On January 29, 2020, in one of the rare Section 10(b) securities fraud cases to go to trial, Quinn Emanuel obtained a complete defense verdict for, its CEO, Thomas Siebel, and former COO, David Schmaier. Plaintiffs—who were former shareholders of an energy efficiency start-up “E2.0”—asserted claims of federal securities fraud, Delaware common law fraud, and breach of contract arising from C3’s acquisition of E2.0 in 2012.  Plaintiffs alleged damages of $68.75 million, but instead walked away with nothing and were ordered to pay Defendants’ attorney’s fees and costs. 

The litigation arose from a 2012 stock-for-stock merger through which C3, a leading AI software provider, acquired E2.0.  C3 pursued the merger believing E2.0’s software, which focused on the residential market, could complement its own software for large commercial and industrial companies.  E2.0 believed the possibility of obtaining equity in an early-stage company founded by Siebel was a “once in a lifetime proposition.”  

Although C3 had hoped the E2.0 business would thrive post-merger, it did not.  Within months, the E2.0 business unit was shut down and its residential software was abandoned.  Plaintiffs brought suit, claiming Defendants (1) falsely represented that C3 was worth $500 million during merger negotiations; (2) made a number of other misrepresentations regarding C3’s business and prospects; and (3) breached the merger agreement by interfering with E2.0’s ability to meet its “earnout” and not issuing “holdback” shares due to indemnification breaches.  

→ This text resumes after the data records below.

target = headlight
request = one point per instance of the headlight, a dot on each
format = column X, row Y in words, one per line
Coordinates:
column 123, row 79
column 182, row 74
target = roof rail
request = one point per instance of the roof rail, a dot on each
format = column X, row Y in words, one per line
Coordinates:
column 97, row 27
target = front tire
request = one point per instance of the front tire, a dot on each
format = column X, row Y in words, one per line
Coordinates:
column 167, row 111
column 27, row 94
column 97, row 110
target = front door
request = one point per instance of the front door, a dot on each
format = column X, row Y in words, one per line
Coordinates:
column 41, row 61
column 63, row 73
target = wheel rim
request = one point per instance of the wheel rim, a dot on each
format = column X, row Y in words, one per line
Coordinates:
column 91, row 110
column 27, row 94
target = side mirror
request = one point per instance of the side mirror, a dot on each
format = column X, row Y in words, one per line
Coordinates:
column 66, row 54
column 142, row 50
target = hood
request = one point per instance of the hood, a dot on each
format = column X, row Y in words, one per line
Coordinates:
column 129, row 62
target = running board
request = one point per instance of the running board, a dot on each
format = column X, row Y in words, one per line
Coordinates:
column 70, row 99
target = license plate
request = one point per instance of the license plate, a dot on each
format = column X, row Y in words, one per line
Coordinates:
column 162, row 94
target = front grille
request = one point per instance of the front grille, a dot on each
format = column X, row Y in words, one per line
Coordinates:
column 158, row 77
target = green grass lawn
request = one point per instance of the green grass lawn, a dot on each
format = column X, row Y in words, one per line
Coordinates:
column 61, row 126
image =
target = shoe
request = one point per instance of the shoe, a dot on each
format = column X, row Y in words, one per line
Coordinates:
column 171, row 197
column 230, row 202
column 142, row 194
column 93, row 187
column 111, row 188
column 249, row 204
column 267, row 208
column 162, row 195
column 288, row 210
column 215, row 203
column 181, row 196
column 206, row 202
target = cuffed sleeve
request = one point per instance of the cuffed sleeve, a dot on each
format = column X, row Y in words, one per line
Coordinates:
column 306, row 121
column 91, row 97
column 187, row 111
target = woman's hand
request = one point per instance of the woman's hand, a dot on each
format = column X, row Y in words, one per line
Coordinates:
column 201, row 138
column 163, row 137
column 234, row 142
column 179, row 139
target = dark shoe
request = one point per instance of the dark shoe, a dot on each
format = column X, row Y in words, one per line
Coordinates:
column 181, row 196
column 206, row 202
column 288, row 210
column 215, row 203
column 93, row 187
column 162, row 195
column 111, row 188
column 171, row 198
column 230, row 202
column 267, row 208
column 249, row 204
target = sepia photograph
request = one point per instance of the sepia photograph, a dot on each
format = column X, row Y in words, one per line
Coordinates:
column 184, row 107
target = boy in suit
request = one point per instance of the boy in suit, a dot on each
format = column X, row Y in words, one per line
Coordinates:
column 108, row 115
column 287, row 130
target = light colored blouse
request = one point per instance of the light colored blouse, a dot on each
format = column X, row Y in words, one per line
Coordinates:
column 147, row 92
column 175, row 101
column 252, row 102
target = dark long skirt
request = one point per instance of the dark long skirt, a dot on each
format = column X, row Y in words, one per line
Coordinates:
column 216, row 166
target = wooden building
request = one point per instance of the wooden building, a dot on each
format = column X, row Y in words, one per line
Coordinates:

Following a 7-day bench trial, Judge Colm Connolly of the United States District Court for the District of Delaware rejected each of the Plaintiffs’ claims.  In his written opinion, Judge Connolly  repeatedly wrote that C3’s witnesses were “highly credible,” while simultaneously finding that Quinn Emanuel had shown the Plaintiffs’ witnesses were “not credible” based on their “demeanor” and the fact that their testimony contradicted the credible testimony of C3 witnesses and the documentary record.  The Court also found there was no credible evidence that Defendants represented C3 was worth $500 million, or made any other misrepresentations, finding instead that we had “clearly established that Defendants were transparent with Plaintiffs throughout the merger negotiations.”  The Court concluded its opinion by awarding our clients their attorneys’ fees and costs in defending the action, completing the across-the-board victory.